What remains to be tested

The measurements were performed on dendrites harvested from batteries, not on dendrites growing in real time inside operating cells. Whether the mechanical properties change during active charging and discharging - when the chemical environment is dynamic - is not yet established. The testing conditions, while carefully controlled, may not capture the full range of conditions dendrites experience in commercial batteries.

The study focused on specific electrolyte systems. Different electrolyte chemistries produce different SEI compositions, which could yield dendrites with different mechanical properties. Whether the brittleness finding generalizes across all lithium battery chemistries will require further testing.
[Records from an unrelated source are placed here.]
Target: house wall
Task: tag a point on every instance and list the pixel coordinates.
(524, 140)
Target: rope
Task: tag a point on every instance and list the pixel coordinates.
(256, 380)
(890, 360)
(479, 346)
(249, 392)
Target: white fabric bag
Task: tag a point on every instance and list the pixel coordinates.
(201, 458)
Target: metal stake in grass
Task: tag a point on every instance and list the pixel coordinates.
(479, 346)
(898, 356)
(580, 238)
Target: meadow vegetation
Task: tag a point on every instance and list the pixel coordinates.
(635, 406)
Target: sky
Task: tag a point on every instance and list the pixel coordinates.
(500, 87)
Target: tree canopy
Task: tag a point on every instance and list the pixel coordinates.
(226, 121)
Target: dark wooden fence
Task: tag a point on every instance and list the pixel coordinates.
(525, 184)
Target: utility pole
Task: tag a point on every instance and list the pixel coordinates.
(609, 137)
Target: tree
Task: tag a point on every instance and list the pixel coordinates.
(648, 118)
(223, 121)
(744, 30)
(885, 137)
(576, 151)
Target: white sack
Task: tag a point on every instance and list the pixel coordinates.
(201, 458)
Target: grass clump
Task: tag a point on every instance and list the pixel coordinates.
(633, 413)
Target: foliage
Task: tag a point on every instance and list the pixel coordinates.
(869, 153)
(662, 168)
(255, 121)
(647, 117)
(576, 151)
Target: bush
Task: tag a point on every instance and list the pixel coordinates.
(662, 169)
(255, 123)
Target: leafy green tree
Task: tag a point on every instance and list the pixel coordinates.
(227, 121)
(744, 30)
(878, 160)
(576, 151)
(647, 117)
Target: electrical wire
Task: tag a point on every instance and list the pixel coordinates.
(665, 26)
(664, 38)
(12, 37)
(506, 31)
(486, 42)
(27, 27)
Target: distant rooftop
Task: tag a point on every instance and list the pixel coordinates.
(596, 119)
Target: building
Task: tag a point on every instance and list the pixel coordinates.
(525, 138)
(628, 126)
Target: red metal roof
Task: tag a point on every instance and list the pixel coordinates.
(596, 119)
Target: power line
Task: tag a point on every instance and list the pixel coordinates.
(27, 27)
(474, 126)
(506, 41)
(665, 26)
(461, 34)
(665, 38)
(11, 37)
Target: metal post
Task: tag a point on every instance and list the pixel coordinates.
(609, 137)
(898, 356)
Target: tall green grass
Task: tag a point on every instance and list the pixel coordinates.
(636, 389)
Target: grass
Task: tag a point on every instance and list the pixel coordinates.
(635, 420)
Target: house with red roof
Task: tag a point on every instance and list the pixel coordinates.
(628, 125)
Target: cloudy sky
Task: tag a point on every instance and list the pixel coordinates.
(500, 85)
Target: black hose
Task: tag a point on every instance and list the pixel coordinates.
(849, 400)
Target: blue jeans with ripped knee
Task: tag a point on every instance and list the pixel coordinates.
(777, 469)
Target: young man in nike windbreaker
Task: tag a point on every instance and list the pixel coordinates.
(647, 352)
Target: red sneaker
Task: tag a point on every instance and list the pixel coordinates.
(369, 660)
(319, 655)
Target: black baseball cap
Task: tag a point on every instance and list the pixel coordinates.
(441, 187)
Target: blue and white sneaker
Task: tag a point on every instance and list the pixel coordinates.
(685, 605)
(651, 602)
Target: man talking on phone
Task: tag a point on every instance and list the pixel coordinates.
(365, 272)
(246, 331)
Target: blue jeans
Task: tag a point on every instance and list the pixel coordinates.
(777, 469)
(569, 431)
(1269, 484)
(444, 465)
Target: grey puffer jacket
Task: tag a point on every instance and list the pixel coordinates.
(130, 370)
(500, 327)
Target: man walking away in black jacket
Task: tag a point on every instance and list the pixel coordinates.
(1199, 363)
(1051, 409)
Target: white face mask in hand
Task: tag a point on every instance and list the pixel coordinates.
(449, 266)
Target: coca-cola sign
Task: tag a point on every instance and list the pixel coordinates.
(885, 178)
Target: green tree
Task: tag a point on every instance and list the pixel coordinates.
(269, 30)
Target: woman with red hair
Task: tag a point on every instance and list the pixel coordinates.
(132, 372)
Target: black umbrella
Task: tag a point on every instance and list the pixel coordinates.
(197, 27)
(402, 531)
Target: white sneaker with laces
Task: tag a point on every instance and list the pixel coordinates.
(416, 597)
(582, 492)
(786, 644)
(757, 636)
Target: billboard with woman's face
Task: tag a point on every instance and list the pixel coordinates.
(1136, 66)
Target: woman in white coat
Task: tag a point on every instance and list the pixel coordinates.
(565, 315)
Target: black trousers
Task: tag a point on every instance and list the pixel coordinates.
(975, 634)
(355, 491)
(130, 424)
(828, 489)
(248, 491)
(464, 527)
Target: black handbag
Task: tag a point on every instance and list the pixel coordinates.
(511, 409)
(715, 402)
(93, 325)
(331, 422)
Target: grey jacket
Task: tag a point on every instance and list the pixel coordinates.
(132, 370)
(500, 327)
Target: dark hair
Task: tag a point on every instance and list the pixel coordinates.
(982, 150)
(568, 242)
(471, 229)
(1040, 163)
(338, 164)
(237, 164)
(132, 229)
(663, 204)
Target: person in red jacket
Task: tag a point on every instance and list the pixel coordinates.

Translating this basic understanding into practical battery improvements will also take time. Knowing that dendrites are brittle does not immediately tell engineers how to prevent them, though it does redirect the search toward more promising approaches.

Source: Ai, Q. et al. Published in Science, March 12, 2026. Co-lead authors: Xing Liu (NJIT), Qing Ai and Boyu Zhang (Rice University). Co-corresponding authors: Jun Lou (Rice University), Yan Yao (University of Houston). International collaboration including Georgia Institute of Technology and Nanyang Technological University, Singapore.